Yes, this aubergine velvet sofa (Urban Outfitters) is gorgeous. No, it is not a “fainting couch.”
(Oh c’mon, how could any all-overcome fairlady hope to faint with any kind of beguiling grace onto a piece of furniture with arms on both ends? Just try it!)
No, it’s a perfectly charming little sofa with some lovely detailing to it, but I’ll stick to my guns on this one. Wiki seems to agree in its couch / history article, too:
Until the 20th century a couch referred to a long upholstered seat with one end inclined, high enough to provide a back and head-rest…Well into the 19th century a couch was particularly a seat for a lady; a fainting couch (a modern term) has a back and a single scrolling upholstered end. A récamier was a late nineteenth-century trade term for a similar single-ended couch, such as the one made famous in David’s portrait of Mme Récamier…
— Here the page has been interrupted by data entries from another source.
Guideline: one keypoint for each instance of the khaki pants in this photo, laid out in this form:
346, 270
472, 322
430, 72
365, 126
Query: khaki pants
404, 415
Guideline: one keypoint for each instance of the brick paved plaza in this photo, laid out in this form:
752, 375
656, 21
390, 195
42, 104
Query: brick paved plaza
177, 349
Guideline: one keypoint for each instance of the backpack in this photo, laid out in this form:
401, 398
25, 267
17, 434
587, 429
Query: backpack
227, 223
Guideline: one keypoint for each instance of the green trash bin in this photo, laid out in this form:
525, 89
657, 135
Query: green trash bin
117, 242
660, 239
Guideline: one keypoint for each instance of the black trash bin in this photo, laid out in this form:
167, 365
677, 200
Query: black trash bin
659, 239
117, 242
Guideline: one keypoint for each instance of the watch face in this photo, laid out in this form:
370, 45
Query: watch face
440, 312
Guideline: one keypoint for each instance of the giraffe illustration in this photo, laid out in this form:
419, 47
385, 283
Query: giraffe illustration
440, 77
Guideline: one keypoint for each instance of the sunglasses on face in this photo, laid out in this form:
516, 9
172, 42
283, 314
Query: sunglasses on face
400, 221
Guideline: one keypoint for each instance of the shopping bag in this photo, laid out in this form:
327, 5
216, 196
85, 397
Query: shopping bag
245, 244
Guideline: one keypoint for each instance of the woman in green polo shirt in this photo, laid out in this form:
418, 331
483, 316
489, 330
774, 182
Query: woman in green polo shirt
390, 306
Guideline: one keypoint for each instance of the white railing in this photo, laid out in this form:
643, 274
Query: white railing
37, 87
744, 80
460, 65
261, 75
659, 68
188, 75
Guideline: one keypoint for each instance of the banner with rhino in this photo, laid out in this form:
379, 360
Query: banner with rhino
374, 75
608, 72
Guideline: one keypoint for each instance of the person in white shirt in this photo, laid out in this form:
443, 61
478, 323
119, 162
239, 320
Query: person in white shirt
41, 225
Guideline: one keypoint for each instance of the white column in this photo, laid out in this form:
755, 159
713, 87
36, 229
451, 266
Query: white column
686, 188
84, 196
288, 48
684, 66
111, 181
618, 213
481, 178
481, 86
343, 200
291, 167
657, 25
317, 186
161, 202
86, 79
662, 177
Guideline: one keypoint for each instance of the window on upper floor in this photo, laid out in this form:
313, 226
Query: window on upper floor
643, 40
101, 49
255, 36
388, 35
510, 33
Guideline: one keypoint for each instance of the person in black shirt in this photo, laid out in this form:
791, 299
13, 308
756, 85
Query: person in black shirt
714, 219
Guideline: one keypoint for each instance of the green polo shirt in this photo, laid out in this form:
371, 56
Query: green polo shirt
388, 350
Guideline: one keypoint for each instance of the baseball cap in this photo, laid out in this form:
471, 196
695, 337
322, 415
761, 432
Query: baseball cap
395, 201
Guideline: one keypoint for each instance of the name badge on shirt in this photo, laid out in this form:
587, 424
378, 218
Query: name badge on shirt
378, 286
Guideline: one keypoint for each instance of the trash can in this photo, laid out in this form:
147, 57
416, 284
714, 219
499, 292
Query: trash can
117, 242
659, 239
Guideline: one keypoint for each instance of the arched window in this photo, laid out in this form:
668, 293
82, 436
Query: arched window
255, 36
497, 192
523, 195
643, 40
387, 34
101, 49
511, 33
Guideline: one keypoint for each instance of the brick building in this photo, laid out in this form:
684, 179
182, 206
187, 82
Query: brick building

This piece, however — rescued from a rural roadside and rehabilitated from unspeakable mouse depredations and mildew, stripped to its late 19th-century bones and re-upholstered, then gently massaged with Danish oil — this, my dears, is a fainting couch.
If you ever have a chance to grab one for anything less than a king’s ransom in price, just do it. And never mind what shape it’s in — these are hugely in demand, and a reproduction just doesn’t have quite the same character.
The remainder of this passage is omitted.